At what point, for what?

@loltospoon no problem

@Shog9 I don't understand. We were having a pleasant conversation then you said most people would execute me at the drop of a hat? What kind of thing is that to say to a person?

@0celo7 Think of it this way... You're some random moderator in chat here, and you see a flag pop up. "Hmm, there's a flag, I wonder if this person just made an innocent mistake and... Oh, it's you again."

@Shog9 should I try and contact the Stackexchange team about bringing the sleigh rides back?

@skullpetrol I'd wait for, maybe November

If I want to use the variational principle to estimate the ground state energy of the hydrogen atom, what hamiltonian do I use? Is it $H = -\frac{\hbar ^2}{2m}\frac{d^2u}{dr^2}+(\frac{-e^2}{4\pi \epsilon _0}\frac{1}{r}+\frac{\hbar ^2}{2m}\frac{l(l+1)}{r^2})u$

Ok.

Next holiday is April Fools, and that's not usually a sleigh-ride sorta place

Do you watch march madness?

@Shog9 I sincerely doubt anyone remembers me.

And all the mistakes I make are innocent, anyways. There's a malicious flagger.

Anyway, I have potatoes boiling over so I gotta run, but... Yeah, you're both pretty well ranked on the top-100 troublemaker list for chat, so I wouldn't be too cavalier about it all. Everyone makes mistakes, but most folks don't make the same ones repeatedly.

Cheers!

@loltospoon Yeah, whatever the actual Hamiltonian is. I suppose you could also do it with an approximate Hamiltonian, but that's going beyond the variational principle as it's usually taught.

I'm a bit iffy about this Hamiltonian that I've written, but it's the only reasonable one that I've found in my book.

Cya

@skullpetrol I wish someone would tell me what mistakes I keep making instead of sniping me from the shadows then berating me.

@ACuriousMind Did you figure out your Witten quote?

No, I've been living for most of the evening :P

@ACuriousMind What does that mean?

(for example)

if I understood correctly

stupid computer touching the wrong window >.<

Why is it that in my book they define the variational principle as $E_{gs}=\langle \psi | H | \psi \rangle$, but on this website it defines it as $E=\frac{\langle \psi | H | \psi \rangle}{\langle \psi | \psi \rangle}$

@loltospoon $\psi$ needs to be normalised for the first to work.

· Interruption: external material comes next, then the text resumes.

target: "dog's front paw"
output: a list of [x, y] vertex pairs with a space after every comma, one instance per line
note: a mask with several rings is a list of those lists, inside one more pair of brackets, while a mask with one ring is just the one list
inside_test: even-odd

@0celo7 so then is the second one simply explicitly showing the normalization while the first one assumes the wave function is already normalized?

@loltospoon probably

I'd have to see your book to be sure, but it does seem reasonable that they might assume the wavefunction is normalized.

@loltospoon It's generally bad to assume the wave function is normalized in this context.

So the second one is better.

Ok guys, I'm really not convinced with what I wrote above. In this other example, the person uses different values of $T$ and $V$ in using the variational principle to estimate the GSE of the hydrogen atom.

He/she doesn't use my obnoxiously large and complex Hamiltonian

@loltospoon let me first see what you wrote

er, what did you write?

@ArtOfCode Greetings.

Hang on

@0celo7 chat.stackexchange.com/transcript/message/35619221#35619221

@loltospoon Uh, that looks like the correct Hamiltonian I guess.

You can use a simpler one if you care less about the accuracy.

@0celo7 ok